Another field receives the exact same rain, but all that grows are thorns and briars.
See that.
The difference is not the rain.
The difference is the soil.
The rain in this illustration represents the Word of God and the message of salvation. It falls again and again. Sermons are preached. Scripture is read. Truth is heard.
And for some people, that message is life.

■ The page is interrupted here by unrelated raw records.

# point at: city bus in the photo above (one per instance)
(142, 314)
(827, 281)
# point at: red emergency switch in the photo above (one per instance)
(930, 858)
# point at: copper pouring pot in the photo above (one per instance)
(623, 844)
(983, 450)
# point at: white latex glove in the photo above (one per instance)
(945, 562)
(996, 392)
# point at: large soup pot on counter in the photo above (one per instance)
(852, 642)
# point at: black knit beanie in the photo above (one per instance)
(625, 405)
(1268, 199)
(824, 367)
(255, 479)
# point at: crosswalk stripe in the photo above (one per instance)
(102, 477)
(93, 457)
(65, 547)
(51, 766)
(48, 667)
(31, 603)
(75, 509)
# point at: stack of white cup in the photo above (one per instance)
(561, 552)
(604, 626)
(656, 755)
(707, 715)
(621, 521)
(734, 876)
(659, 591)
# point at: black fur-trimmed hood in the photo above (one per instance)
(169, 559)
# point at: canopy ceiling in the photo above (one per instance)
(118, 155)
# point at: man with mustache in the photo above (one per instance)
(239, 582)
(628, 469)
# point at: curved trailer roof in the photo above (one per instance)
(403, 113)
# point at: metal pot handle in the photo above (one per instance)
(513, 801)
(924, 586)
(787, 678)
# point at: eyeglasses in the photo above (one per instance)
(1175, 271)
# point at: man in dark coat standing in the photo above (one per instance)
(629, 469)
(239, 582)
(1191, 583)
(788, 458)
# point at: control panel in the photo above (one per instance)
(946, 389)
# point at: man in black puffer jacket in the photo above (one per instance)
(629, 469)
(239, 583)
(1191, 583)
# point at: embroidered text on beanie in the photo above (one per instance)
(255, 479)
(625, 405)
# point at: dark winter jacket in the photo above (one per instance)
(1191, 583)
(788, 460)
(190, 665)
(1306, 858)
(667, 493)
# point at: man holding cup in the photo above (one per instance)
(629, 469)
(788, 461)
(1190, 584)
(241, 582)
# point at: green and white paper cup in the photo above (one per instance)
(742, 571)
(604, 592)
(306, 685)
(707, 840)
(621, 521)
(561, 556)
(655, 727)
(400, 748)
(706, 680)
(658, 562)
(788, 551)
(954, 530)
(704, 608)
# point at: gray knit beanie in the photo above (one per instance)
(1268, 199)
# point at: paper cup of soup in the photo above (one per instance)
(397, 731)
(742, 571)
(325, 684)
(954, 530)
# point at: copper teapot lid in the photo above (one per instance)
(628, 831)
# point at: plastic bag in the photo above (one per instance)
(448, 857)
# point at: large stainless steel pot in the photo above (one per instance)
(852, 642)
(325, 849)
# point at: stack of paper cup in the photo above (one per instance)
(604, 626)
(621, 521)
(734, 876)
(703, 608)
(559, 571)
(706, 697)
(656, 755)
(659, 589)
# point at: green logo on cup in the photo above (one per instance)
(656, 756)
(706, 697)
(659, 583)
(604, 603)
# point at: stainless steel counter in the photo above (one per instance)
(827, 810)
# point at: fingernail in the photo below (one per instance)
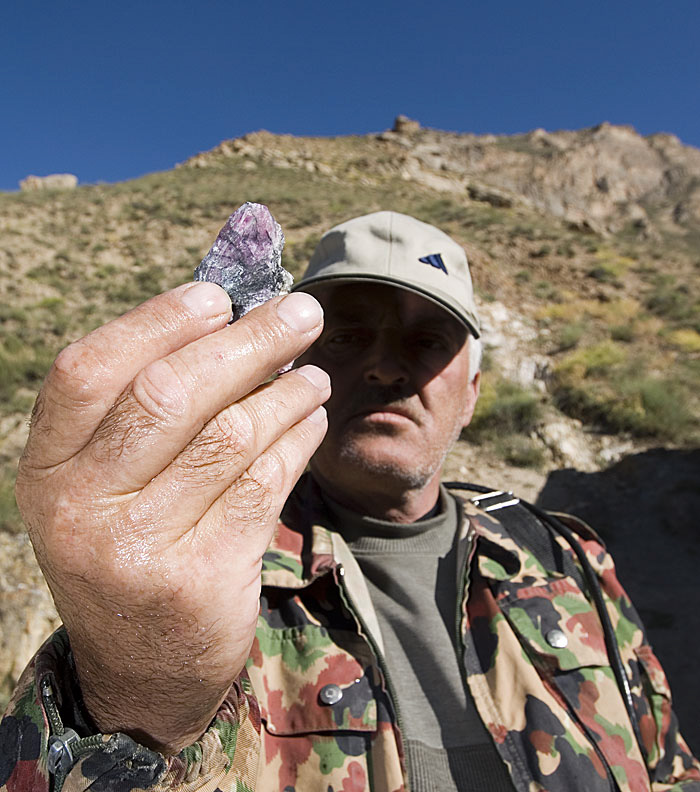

When they hear that salvation is based completely on the finished work of the Cross, something inside them relaxes. They realize they don’t have to earn their way to God. They simply receive what Christ has already done.
Grace produces life.
But there are others who hear the same message and resist it. They insist on returning to a system of works. They want to measure themselves by their own effort, their own goodness, their own religious activity.
And the result is thorns.
Because the human heart was never designed to grow righteousness through self-effort. The harder someone tries to produce spiritual life through works, the more frustration and emptiness grows.
It’s like trying to grow vegetables in soil that refuses to receive the seed.
Think about a garden after a good rain.
Two patches of ground sit side by side. The rain falls equally on both. Yet in one patch, green shoots begin to appear. Life pushes up through the soil.
In the other patch, weeds spring up everywhere.
The rain was the same.
But the soil responded differently.
That is what the writer of Hebrews is saying.
The message of Christ will either soften a heart or expose what is already growing there. For those who receive the grace of God, the Word produces life and blessing.
For those who reject grace and insist on their own way, the same Word reveals thorns.
The rain is good.
The question is what kind of ground receives it.